House members this week met their third-reading deadline for measures in their chamber of origin. We spent more than 14 hours on the floor on Tuesday and a total of about 38 hours over the course of the four legislative days we were in session. We considered almost 250 bills this week.

We started the session with 1,988 House bills, joint resolutions and concurrent resolutions; 503 of those made it through the committee gauntlet; 425 of those were considered on the House floor; and 416 advanced to the state Senate.

I haven’t received the final numbers from the Senate yet, but we’ll likely receive about that many bills from that side of the Capitol to consider before our next deadline. 

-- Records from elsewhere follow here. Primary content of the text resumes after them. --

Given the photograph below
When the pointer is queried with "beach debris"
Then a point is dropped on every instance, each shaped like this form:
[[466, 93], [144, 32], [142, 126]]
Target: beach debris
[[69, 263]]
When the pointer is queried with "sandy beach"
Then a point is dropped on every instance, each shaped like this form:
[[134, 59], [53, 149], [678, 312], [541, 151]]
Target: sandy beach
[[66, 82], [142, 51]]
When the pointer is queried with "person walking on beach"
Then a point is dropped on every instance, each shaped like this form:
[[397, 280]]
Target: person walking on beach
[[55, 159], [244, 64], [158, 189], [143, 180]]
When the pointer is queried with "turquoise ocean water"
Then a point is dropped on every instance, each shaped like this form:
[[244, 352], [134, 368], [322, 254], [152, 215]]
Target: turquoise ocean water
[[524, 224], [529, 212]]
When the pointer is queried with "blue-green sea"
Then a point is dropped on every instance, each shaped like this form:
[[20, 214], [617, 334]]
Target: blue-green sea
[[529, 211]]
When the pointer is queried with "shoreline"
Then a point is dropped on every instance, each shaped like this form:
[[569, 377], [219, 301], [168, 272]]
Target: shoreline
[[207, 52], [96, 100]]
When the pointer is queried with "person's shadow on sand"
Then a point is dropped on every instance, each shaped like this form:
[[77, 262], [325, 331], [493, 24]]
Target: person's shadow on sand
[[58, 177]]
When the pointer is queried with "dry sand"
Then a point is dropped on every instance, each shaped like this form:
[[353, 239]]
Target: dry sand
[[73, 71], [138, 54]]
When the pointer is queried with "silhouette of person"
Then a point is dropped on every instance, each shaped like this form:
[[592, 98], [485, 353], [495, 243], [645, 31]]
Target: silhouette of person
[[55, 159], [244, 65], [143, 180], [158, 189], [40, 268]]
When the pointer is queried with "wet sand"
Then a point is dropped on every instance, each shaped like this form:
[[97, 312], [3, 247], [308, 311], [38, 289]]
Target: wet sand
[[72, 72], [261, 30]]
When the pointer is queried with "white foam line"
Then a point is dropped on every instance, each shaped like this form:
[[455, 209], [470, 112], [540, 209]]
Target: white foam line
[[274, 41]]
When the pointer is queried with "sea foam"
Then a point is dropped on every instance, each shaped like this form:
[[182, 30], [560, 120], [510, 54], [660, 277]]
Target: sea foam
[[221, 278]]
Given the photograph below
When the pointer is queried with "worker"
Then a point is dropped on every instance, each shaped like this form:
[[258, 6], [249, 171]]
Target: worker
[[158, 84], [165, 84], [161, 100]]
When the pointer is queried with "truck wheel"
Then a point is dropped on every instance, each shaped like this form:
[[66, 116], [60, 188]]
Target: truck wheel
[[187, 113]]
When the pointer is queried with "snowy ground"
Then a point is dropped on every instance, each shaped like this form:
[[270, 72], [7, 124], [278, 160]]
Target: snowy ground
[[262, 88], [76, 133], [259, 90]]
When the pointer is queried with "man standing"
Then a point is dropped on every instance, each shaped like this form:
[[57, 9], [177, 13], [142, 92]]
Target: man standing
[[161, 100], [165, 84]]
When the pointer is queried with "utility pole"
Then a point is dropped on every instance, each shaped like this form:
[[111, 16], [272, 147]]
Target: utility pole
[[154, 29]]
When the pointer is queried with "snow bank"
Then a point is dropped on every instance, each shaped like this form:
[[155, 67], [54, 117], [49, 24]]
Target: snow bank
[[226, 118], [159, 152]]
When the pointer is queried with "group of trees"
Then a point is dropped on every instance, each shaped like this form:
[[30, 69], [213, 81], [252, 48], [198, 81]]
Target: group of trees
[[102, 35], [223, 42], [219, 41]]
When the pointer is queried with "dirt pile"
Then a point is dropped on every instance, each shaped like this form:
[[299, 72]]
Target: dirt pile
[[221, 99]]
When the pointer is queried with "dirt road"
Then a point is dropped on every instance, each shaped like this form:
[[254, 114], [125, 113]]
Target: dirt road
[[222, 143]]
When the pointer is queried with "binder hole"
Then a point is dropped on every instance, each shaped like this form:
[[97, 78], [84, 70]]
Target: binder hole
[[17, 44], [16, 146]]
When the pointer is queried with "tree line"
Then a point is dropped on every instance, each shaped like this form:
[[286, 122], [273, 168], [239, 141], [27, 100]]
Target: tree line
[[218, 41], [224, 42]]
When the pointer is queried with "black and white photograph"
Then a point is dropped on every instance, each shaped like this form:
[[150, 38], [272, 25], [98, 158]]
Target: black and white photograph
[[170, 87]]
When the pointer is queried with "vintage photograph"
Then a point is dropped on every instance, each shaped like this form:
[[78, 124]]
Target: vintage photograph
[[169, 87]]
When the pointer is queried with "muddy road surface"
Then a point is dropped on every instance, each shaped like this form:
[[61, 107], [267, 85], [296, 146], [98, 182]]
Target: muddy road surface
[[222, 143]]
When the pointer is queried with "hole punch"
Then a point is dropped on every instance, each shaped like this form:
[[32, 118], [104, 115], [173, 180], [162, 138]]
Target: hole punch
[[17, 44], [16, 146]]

For those who watched any part of the floor proceedings this past week, you saw a well-oiled machine at times, passing legislation almost faster than our clerks could record it. At other times, we crawled through hours of questions and debate on controversial bills. At times, the process was messy and fraught with procedural wrangling. At a few points, we descended into downright nastiness as politics reared an ugly head. Thankfully, decorum was restored quickly.

As I’ve stated before, these deadline weeks are the most exhausting of the legislative process. They’re important. They give the authors of legislation the opportunity to explain what their measures do and the intent behind them – in essence, what problem they are trying to solve and for whom. They give other lawmakers the opportunity to get questions answered for themselves or their constituents back home.  Sometimes, this process delivers good and bad political theater. We got a little bit of all of it over the course of the past week. I can’t say I’m sorry this deadline is passed.

Now, we take a brief pause while staff on both sides of the rotunda works to get legislation to the opposite chamber. 

After the bills arrive in the House from the Senate, committee work will restart. We have until March 29 to consider Senate measures in our Appropriations and Budget subcommittees. We have until April 8 to pass Senate legislation out of our standing committees and until April 16 for our full A&B committee. Then we’ll have until April 22 to consider Senate bills on the House floor. 

All the while, the winnowing process continues. I’m betting about 400 to 500 measures actually make it all the way through the process and get signed into law. Then we’ll have the interim as we prepare for the next session.